A company’s differentiated product will appear more attractive relative to substitutes, thus reducing the threat of substitutes. If suppliers increase their prices, a company with a differentiated product can pass that cost to its customers, thus reducing the threat of suppliers. Since a company with a differentiated product competes as a quasi-monopoly in its market segment, there is a reduced threat of buyers. With all of Porter’s Five Forces lower, a company may see economic value from a product differentiation strategy.

A company attempts to make its strategy a sustained competitive advantage. For this to occur, a product differentiation strategy that is economically valuable must also be rare, difficult to imitate, and the company must have the organization to exploit this. If there are fewer firms differentiating than the number required for perfect competition dynamics, the strategy is rare. If there is no direct, easy duplication and there are no easy substitutes, the strategy is difficult to imitate.

There are four primary organizing dilemmas when considering product differentiation as a strategy. They are as depicted below.

To resolve these dilemmas, there must be an appropriate organization structure. A U-Form organization resolves the inter-functional collaboration dilemma if there are product development and product management teams. Combining the old with the new resolves the connection to the past dilemma. Having a policy of experimentation and a tolerance for failure resolves the commitment to market vision dilemma. Managerial freedom within broad decision-making guidelines will resolve the institutional control dilemma.

Five leadership roles will facilitate the innovation process: Institutional Leader, Critic, Entrepreneur, Sponsor, and Mentor. The institutional leader creates the organizational infrastructure necessary for innovation. This role also resolves disputes, particularly among the other leaders. The critic challenges investments, goals, and progress. The entrepreneur manages the innovative unit(s). The sponsor procures, advocates, and champions. The mentor coaches, counsels, and advises.

Apple had issues within its organization. In 1997, when Apple was seeking a CEO acceptable to Steve Jobs, Jean-Louis Gassee (then-CEO of Be, ex-Products President at Apple) commented, “Right now the job is so difficult, it would require a bisexual, blond Japanese who is 25 years old and has 15 years’ experience!” Charles Haggerty, then-CEO of Western Digital, said, “Apple is a company that still has opportunity written all over it. But you’d need to recruit God to get it done.” Michael Murphy, then-editor of California Technology Stock Letter, stated, “Apple desperately needs a great day-to-day manager, visionary, leader and politician. The only person who’s qualified to run this company was crucified 2,000 years ago.”
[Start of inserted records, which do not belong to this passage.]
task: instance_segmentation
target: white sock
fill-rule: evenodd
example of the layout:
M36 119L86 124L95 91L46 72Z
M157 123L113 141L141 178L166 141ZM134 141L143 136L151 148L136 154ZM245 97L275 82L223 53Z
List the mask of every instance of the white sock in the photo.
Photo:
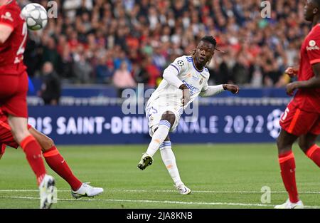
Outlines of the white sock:
M161 155L162 161L164 161L168 172L174 182L174 184L178 186L182 184L181 179L180 179L179 171L176 163L176 157L171 150L171 142L164 141L160 146L160 153Z
M156 150L158 150L160 145L164 142L168 135L171 125L166 120L161 120L159 124L158 129L154 133L151 141L149 145L146 153L151 156L154 156Z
Since Jobs took over as CEO in 1997, Apple seems to have resolved the innovation dilemmas, evidenced by their numerous innovations. To continue a product differentiation strategy, Apple must continue its appropriate management of innovation dilemmas and maintain the five leadership roles that facilitate the innovation process.

Strategic Alliances

Apple has a history of shunning strategic alliances. On June 25, 1985, Bill Gates sent a memo to John Sculley (then-CEO of Apple) and Jean-Louis Gassee (then-Products President). Gates recommended that Apple license Macintosh technology to 3-5 significant manufacturers, listing companies and contacts such as AT&T, DEC, Texas Instruments, Hewlett-Packard, Xerox, and Motorola. (Linzmayer, 245-8) After not receiving a response, Gates wrote another memo on July 29, naming three other companies and stating, “I want to help in any way I can with the licensing. Please give me a call.” In 1987, Sculley refused to sign licensing contracts with Apollo Computer. He felt that up-and-coming rival Sun Microsystems would overtake Apollo Computer, which did happen.
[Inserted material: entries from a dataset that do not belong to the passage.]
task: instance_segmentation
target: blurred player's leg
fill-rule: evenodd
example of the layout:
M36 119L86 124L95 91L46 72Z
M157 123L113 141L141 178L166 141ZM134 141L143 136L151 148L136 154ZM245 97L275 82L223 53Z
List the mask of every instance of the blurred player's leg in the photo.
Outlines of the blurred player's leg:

Then, Sculley and Michael Spindler (COO) partnered Apple with IBM and Motorola on the PowerPC chip. Sculley and Spindler were hoping IBM would buy Apple and put them in charge of the PC business. That never came to fruition, because Apple (with Spindler as the CEO) seemed contradictory and was extraordinarily difficult in business dealings. Apple turned the corner in 1993. Spindler begrudgingly licensed the Mac to Power Computing in 1993 and to Radius (who made Mac monitors) in 1995. However, Spindler nixed Gateway in 1995 due to cannibalization fears. Gil Amelio, an avid supporter of licensing, took over as CEO in 1996. Under Amelio, Apple licensed to Motorola and IBM. In 1996, Apple announced the $427 million purchase of NeXT Software, marking the return of Steve Jobs. Amelio suddenly resigned in 1997, and the stage was set for Jobs to resume power.

Jobs despised licensing, calling cloners “leeches”. He pulled the plug, essentially killing its largest licensee (Power Computing). Apple subsequently acquired Power Computing’s customer database, Mac OS license, and key employees for $100 million of Apple stock and $10 million to cover debt and closing costs. The business was worth $400 million.
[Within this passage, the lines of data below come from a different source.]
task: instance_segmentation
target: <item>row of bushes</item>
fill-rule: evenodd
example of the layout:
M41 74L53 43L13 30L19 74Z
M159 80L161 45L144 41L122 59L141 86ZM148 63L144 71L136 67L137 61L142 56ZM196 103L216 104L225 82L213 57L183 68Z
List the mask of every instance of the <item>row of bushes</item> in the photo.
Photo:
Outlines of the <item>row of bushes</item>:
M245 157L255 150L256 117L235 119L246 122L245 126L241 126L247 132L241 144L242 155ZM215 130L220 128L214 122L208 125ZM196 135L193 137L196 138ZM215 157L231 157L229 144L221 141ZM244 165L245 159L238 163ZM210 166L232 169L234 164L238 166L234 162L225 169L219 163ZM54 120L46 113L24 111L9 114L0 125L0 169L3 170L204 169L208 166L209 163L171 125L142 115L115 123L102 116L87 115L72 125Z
A massive reversal occurred in 1997 and 1998. In 1997, Jobs overhauled the board of directors and then entered Apple into patent cross-licensing and technology agreements with Microsoft. In 1998, Jobs stated that Apple’s strategy is to “focus all of our software development resources on extending the Macintosh operating system. To realize our ambitious plans we must focus all of our efforts in one direction.” This statement was in the wake of Apple divesting significant software holdings (Claris/FileMaker and Newton).

There is economic value in strategic alliances. In the case of Apple, there was the opportunity to manage risk and share costs facilitate tacit collusion , and manage uncertainty. It would have been applicable to the industries in which Apple operated. Tacit collusion is a valid source of economic value in network industries, which the computer industry is. Managing uncertainty, managing risk, and sharing costs are sources of economic value in any industry. Although Apple eventually realized the economic value of strategic alliances, it should have occurred earlier.

The following are some comments about Apple’s no-licensing policy.

“If Apple had licensed the Mac OS when it first came out, Window wouldn’t exist today.” – Jon van Bronkhorst, “The computer was never the problem. The company’s strategy was. Apple saw itself as a hardware company; in order to protect our hardware profits, we didn’t license our operating system. We had the most beautiful operating system, but to get it you had to buy our hardware at twice the price. That was a mistake. What we should have done was calculate an appropriate price to license the operating system. We were also naïve to think that the best technology would prevail. It often doesn’t.” – Steve Wozniak, Apple cofounder

“If we had licensed earlier, we would be the Microsoft of today.” – Ian W. Diery, Apple Executive VP, I am aware that I am known as the Great Satan on licensing…I was never for or against licensing. I just did not see how it would make sense. But my approach was stupid. We were just fat cats living off a business that had no competition.” – Jean-Louis Gassee, Be CEO and ex-CEO of Apple, admitting he made a strategic mistake.

A strategic alliance can be a sustained competitive advantage if it is rare, difficult to imitate, and the company has an organization to exploit it. If the number of competing firms implementing a similar strategic alliance is relatively few, the strategy is rare. If there are socially complex relations among partners and there is no direct duplication, the strategy is difficult to imitate. When organizing for strategic alliances, a firm must consider whether the alliance is non-equity or equity. A non-equity alliance should have explicit contracts and legal sanctions. An equity alliance should have contracts describing the equity investment. There are some substitutes for an equity alliance, such as internal development and acquisitions. However, the difficulties with these drive the formation of strategic alliances. It is vital to remember, “Commitment, coordination, and trust are all important determinants of alliance success.”